There is one feature that will unite the Jurassic coastal sites we visit during our week in the Scarborough area. There will always be a walk down to the shore and a bit of a puff back to the cars. The first beach we visit is Boggle Hole at the southern end of Robin Hoods Bay, an SSSI known for its fossils.
For us it offers a wide platform with shallow terracing which allows us to range over the shore and down to the kelp zone in search of marine life in general and molluscs in particular. Paula Lightfoot is a whizz at finding nudibranchs. We all tend to acquire a penchant for particular molluscan groups and she has a knack for spotting the tiniest jelly blobs which do their nudibranch thing when you place them in seawater, opening their ‘petals’ like so many bright aquatic flowers. We score at least 8 species of sea slug on this shore and will go on to record them at every site we visit. Although we all take our own pictures, Sonia could be viewed as the official photographer. With her camera ever at the ready she finds old friends and makes new encounters in the marine life at our feet. She snaps conchologists at work, and captures the magnificence of the coast we are working along. She generously shares her photos with me and they provide a wonderful record to look through after one’s time on the shore of the day is over.
With samples in our buckets we haul up the slope as far as the Youth Hostel stopping for a beverage and thence to the lab to sort, stabilise and examine. Here is an opportunity for us to see how painstakingly Ian Smith retrieves minute specimens from the weeds and hydroids he collects, the care he takes in housing his specimens in small tubs and stowing them in the fridge, so that they might make the perilous journey back to Stockport to await their moment of fame before the camera.

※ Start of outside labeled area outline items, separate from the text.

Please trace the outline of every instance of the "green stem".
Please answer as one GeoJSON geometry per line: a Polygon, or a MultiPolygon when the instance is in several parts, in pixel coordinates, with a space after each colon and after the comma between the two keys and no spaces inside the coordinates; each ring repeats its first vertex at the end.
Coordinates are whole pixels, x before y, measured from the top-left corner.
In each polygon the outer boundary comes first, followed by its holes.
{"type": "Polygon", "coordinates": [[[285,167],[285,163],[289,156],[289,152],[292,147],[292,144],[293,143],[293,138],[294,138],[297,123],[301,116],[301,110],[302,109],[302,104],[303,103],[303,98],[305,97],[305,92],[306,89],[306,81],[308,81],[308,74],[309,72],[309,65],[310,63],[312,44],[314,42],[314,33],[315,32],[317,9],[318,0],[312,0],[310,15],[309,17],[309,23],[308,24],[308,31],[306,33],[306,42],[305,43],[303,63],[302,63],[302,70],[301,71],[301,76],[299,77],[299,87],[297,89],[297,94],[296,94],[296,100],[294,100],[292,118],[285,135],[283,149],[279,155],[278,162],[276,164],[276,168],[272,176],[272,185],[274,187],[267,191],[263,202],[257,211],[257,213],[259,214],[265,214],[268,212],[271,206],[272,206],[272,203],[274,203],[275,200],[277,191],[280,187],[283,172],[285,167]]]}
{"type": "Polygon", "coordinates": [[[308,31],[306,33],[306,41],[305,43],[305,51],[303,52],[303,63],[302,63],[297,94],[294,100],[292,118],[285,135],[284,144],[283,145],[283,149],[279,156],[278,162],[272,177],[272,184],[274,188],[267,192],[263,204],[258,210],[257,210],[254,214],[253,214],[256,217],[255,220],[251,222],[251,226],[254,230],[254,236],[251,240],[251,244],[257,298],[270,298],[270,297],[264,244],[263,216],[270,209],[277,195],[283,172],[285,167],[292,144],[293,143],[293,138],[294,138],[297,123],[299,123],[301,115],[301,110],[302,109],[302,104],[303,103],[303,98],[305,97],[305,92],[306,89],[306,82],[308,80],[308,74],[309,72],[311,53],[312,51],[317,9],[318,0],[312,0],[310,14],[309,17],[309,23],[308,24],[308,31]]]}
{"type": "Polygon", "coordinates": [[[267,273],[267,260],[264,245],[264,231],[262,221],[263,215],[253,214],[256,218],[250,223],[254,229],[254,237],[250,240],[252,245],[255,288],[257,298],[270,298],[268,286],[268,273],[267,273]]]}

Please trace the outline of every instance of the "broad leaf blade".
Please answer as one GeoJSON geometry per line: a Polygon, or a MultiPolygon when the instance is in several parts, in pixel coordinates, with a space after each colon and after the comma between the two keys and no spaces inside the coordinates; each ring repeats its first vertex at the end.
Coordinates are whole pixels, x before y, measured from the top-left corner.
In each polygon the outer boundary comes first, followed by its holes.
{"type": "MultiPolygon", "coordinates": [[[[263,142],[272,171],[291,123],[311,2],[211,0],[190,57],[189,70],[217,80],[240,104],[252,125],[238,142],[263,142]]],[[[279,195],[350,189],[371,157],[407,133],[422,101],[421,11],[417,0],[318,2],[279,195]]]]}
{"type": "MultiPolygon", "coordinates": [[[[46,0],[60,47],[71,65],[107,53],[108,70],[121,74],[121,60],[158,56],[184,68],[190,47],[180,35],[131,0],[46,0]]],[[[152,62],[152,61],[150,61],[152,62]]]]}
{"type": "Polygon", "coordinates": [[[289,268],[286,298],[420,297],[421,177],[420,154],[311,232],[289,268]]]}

Saturday morning and there is much scurrying around at The Old Workshop. We face a 6+ hour journey north and would like to arrive no later than 6pm and preferably earlier. We are pretty much used to leaving the house to her devices when we travel, but this time there will be guests in our absence; Ted is bringing his parents and South African grandparents for a long weekend.
The trip is uneventful and at last we find our way to Manor Farm in Hutton Buschel, a rather smart village just off the York-Scarborough road. Here we will share a week with friends with whom we have had similar sojourns at the beginning of September in such spaces as Skye, Pembroke, Roundstone, and last year in an NT lighthouse at Hartland Point. Theoretically it is all about seashores and in practice we enjoy a week of lively conversation and gastronomy. We like to cook, and it is my turn on Saturday evening.
We are not required to present ourselves at the lab. in Scarborough until Sunday evening so a walk in Raincliffe Woods allows us to stroll and catch up with each other. The area is a mixed woodland area designated as Planted Ancient Woodland, and combined with Forge Valley Woods is a Site of Special Scientific Interest (SSSI). There are fungi about, notably Russula, my favourite toadstools not least because they provide an opportunity to search for the Lemon Slug (Malacolimax tenellus) a fungivore with a rather limited geographical distribution in the British Isles. Anyhow I do not find it but it is an excellent photo opportunity which I seize.
After supper Bas, Terry and I drive over to the lab to catch up with the other field trip participants and meet Paula Lightfoot, our convener.